Mis recuerdos, que no añoranzas, se mezclan con los del peluquero, la practicanta y la sastra, y conste que entonces ya las llamábamos así sin necesidad de la ley de igualdad y la intromisión de los políticos en las normas de la RAE.
Argimiro era un hombre bajito, de voz grave tirando a ronca y tijera fácil pero errática, que le cortaba el flequillo a raya a mi hermano, y nada más secársele el pelo se le convertía en la gráfica del paro. Usaba una maquinilla de rasurar que nos hacía cosquillas en el pescuezo, supongo que en base a alguna reacción química del metal con la roña morena que yo acumulaba aprovechando los pocos despistes de mi madre en materia de higiene filial.
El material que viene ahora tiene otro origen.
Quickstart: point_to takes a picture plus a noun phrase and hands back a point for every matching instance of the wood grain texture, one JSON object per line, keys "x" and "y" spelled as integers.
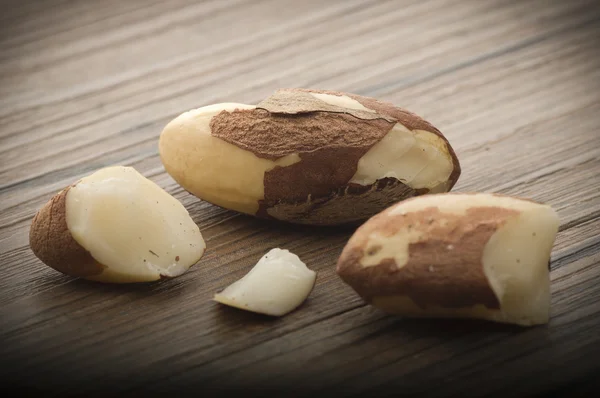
{"x": 514, "y": 85}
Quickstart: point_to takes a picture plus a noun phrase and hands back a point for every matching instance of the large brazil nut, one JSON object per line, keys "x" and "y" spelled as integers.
{"x": 116, "y": 226}
{"x": 451, "y": 255}
{"x": 307, "y": 156}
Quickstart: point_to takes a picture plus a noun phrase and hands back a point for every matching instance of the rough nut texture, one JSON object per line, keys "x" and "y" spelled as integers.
{"x": 330, "y": 140}
{"x": 444, "y": 268}
{"x": 51, "y": 241}
{"x": 272, "y": 136}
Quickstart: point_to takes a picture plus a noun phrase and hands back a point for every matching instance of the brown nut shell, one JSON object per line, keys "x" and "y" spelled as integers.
{"x": 455, "y": 255}
{"x": 52, "y": 242}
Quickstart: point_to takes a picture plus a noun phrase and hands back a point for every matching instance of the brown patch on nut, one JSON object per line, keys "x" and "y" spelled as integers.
{"x": 458, "y": 279}
{"x": 52, "y": 242}
{"x": 410, "y": 120}
{"x": 271, "y": 136}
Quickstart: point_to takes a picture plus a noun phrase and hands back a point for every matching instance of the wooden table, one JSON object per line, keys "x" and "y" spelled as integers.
{"x": 514, "y": 85}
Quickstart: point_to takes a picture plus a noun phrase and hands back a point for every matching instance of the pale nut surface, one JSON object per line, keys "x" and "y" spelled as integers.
{"x": 456, "y": 255}
{"x": 306, "y": 157}
{"x": 116, "y": 226}
{"x": 278, "y": 284}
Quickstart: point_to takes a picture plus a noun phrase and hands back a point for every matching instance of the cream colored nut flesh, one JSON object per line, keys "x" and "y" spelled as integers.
{"x": 116, "y": 226}
{"x": 265, "y": 161}
{"x": 279, "y": 283}
{"x": 448, "y": 255}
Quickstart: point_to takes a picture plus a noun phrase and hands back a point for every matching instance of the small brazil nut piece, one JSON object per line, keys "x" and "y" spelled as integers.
{"x": 116, "y": 226}
{"x": 307, "y": 156}
{"x": 278, "y": 284}
{"x": 482, "y": 256}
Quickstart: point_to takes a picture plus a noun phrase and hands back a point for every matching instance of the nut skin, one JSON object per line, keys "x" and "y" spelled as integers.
{"x": 330, "y": 141}
{"x": 52, "y": 242}
{"x": 444, "y": 263}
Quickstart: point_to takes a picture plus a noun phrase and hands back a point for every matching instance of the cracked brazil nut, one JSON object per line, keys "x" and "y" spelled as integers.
{"x": 451, "y": 255}
{"x": 116, "y": 226}
{"x": 307, "y": 156}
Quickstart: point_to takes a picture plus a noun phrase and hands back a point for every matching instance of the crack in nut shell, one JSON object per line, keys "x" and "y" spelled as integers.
{"x": 52, "y": 242}
{"x": 294, "y": 102}
{"x": 330, "y": 140}
{"x": 332, "y": 209}
{"x": 272, "y": 136}
{"x": 459, "y": 279}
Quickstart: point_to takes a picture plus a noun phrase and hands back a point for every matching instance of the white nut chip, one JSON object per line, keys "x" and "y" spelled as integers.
{"x": 279, "y": 283}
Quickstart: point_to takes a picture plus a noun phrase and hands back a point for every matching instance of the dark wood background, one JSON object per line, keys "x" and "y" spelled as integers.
{"x": 514, "y": 85}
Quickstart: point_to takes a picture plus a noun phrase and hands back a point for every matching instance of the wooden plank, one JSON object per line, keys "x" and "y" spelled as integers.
{"x": 73, "y": 151}
{"x": 504, "y": 169}
{"x": 512, "y": 84}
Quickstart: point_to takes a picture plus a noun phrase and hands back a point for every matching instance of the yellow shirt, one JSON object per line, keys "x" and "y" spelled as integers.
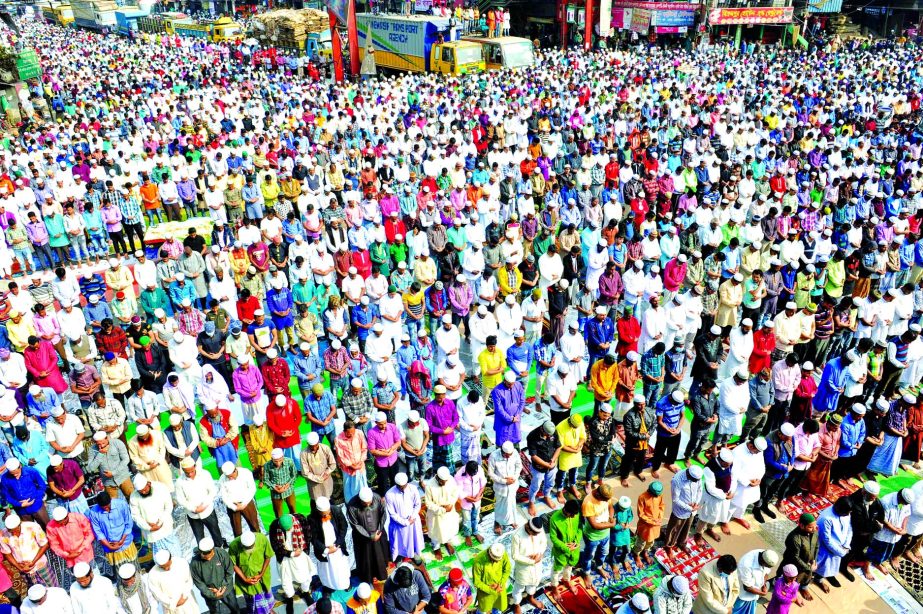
{"x": 490, "y": 361}
{"x": 572, "y": 437}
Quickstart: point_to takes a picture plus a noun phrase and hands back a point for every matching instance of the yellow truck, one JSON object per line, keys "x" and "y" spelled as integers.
{"x": 505, "y": 51}
{"x": 61, "y": 14}
{"x": 418, "y": 43}
{"x": 221, "y": 30}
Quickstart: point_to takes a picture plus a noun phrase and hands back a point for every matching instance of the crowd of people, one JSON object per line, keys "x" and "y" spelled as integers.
{"x": 422, "y": 273}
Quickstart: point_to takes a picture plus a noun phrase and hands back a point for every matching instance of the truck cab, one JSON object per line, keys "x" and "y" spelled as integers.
{"x": 506, "y": 52}
{"x": 456, "y": 58}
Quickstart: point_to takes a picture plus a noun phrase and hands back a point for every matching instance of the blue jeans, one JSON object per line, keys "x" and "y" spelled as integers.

Cristina era la practicanta, y a muchos años vista la recreo gordita, baja y con la mala leche de un novillero cuarentón. Entraba a matar en corto y por derecho, y nos dejaba la pierna para el arrastre. Mi madre sufría aquellos puyazos como si fueran en carne propia y solía premiarnos con chuletillas de lechazo y patatas fritas cuando estábamos malos, por aquello de favorecernos el apetito. Creo que mi récord de 42,5 grados nunca fue superado por nadie de mi familia, y tampoco la frase, de todo menos alentadora, de mi hermano, que la observaba ponerme paños de colonia en la frente. "Mamá, si con esa fiebre no ha palmado, es que es muy fuerte". Sólo acertó en la primera parte de su dictamen.
La sastra, tercera aparición de esta tarde, también era bajita. Supongo que la media nacional en los años setenta y la dieta de leche en polvo y carne congelada que nos enviaban los argentinos en la post-guerra tendrían parte de culpa, aunque por suerte yo llegué a tiempo de los potitos Bledine. Aquella mujer nos hacía ropa a medida, y aunque mi madre sigue insistiendo en que era una buena profesional, en mi opinión no había sido tocada por los hados del diseño pret-a-porter, por lo que ni recuerdo su nombre.
Y así se nos hacía un domingo post-anginas: disfrazados por la sastra y cojeando por las eras de San Cebrián, tratando de evitar a mi abuelo Serafín, barbero del pueblo, que insistía en retocarnos la nuca y el flequillo.